The eighth season of the American television comedy The Office commenced airing on NBC in the United States on September 22, 2011, and concluded on May 10, 2012, consisting of 24 episodes. The series is an American adaptation of the British comedy series of the same name, and is presented in a mockumentary format, portraying the daily lives of office employees in the Scranton, Pennsylvania branch of the fictitious Dunder Mifflin Paper Company. The eighth season of The Office aired on Thursdays at 9:00 p.m. (Eastern) in the United States as part of the "Comedy Night Done Right" television block. It stars Rainn Wilson, John Krasinski, Jenna Fischer, B. J. Novak, Ed Helms, and James Spader, with supporting performances from Catherine Tate, Leslie David Baker, Brian Baumgartner, Creed Bratton, Kate Flannery, Mindy Kaling, Ellie Kemper, Angela Kinsey, Paul Lieberstein, Oscar Nunez, Craig Robinson, Phyllis Smith, and Zach Woods. This was the first season without Steve Carell as Michael Scott in the lead role and the only one to not feature the character in any onscreen capacity, although he is occasionally mentioned.

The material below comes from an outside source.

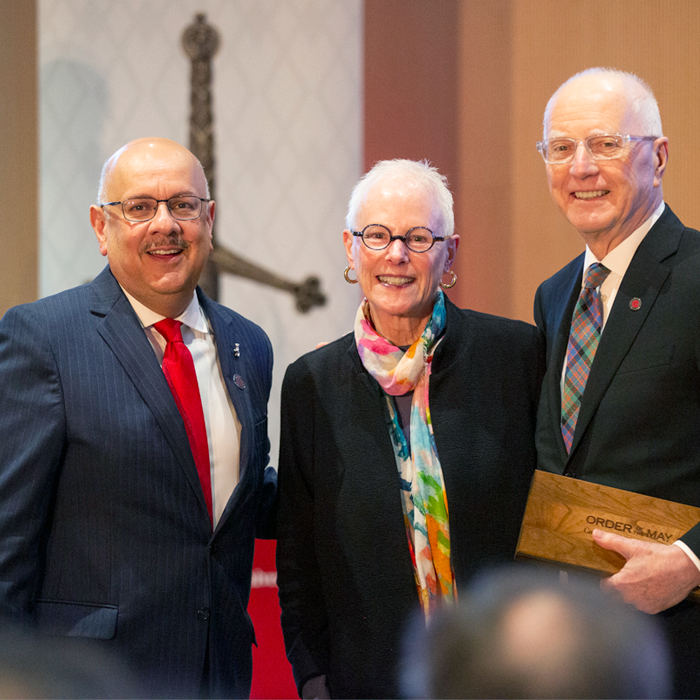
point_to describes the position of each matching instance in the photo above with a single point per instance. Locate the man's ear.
(348, 240)
(660, 159)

The eighth season largely centers on Andy Bernard's (Ed Helms) ascension to regional manager, as well as the antics of Robert California (James Spader), the new CEO of Sabre, a fictional printer company that owns Dunder Mifflin. Halfway through the season, Dwight Schrute (Rainn Wilson)—along with Jim Halpert (John Krasinski), Stanley Hudson (Leslie David Baker), Ryan Howard (B. J. Novak), Erin Hannon (Ellie Kemper), and Cathy Simms (Lindsey Broad)—travel to Florida to help set up a Sabre Store, where Nellie Bertram (Catherine Tate) is introduced. Eventually, former CFO of Dunder Mifflin David Wallace (Andy Buckley) buys back the company, firing California.

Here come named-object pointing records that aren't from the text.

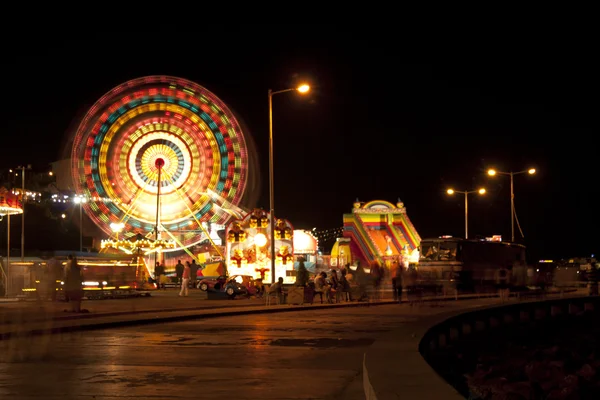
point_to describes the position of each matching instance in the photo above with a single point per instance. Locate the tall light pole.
(23, 169)
(466, 193)
(493, 172)
(80, 200)
(300, 89)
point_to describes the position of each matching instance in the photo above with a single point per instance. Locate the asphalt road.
(296, 355)
(312, 354)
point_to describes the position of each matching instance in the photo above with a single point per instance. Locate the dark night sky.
(382, 122)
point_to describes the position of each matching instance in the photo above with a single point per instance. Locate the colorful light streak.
(139, 121)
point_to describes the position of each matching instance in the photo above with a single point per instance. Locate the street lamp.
(304, 88)
(80, 200)
(493, 172)
(117, 227)
(23, 169)
(466, 193)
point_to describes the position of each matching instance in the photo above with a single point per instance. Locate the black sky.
(382, 122)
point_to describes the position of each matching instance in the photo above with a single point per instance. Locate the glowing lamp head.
(304, 88)
(117, 226)
(260, 239)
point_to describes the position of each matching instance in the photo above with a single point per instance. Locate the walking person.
(185, 280)
(179, 271)
(194, 272)
(73, 284)
(503, 283)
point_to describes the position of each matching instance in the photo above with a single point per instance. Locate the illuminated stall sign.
(248, 246)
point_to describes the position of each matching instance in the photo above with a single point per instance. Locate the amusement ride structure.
(159, 159)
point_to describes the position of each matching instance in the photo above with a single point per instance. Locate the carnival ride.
(248, 241)
(379, 231)
(158, 159)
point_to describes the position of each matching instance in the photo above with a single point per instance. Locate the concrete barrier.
(399, 367)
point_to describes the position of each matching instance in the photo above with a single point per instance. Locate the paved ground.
(313, 354)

Despite debuting with moderate viewing figures, the departure of Carell affected the show's ratings, which fell as the season progressed. The season ranked as the eighty-seventh-most watched television series during the 2011–12 television year and saw a dramatic decrease in ratings from the previous season. Critical reception was polarized. Many critics argued that the series should have ended after the departure of Carell; many also felt that the season recycled storylines from past episodes. Other critics were more positive, complimenting various actors and their characters. It marked the first time since season one that the show did not receive any Emmy nominations.

Production
The eighth season of the show was produced by Reveille Productions and Deedle-Dee Productions, both in association with Universal Television. The show is based on the British comedy series of the same name, which was created by Ricky Gervais and Stephen Merchant for the British Broadcasting Corporation (BBC). In addition, the two are executive producers on the show. This season of The Office was produced by Greg Daniels and Paul Lieberstein, the latter of whom serves as the showrunner. Returning writers from the previous season included Lieberstein, Charlie Grandy, Justin Spitzer, Carrie Kemper, Daniel Chun, Robert Padnick, Aaron Shure, Steve Hely, Amelie Gillette, Mindy Kaling, and B. J. Novak; the latter two were both also credited as executive producers. It was previously unknown whether Kaling would write for the series any longer. Kaling herself confirmed via her Twitter page that she would write the Christmas-themed episode, "Christmas Wishes". Three new writers joined the staff beginning in season eight: Owen Ellickson, Allison Silverman and Dan Greaney. The season also saw the directorial debuts of cast members Ed Helms and Brian Baumgartner; Helms directed the episode "Christmas Wishes", and Baumgartner directed "After Hours".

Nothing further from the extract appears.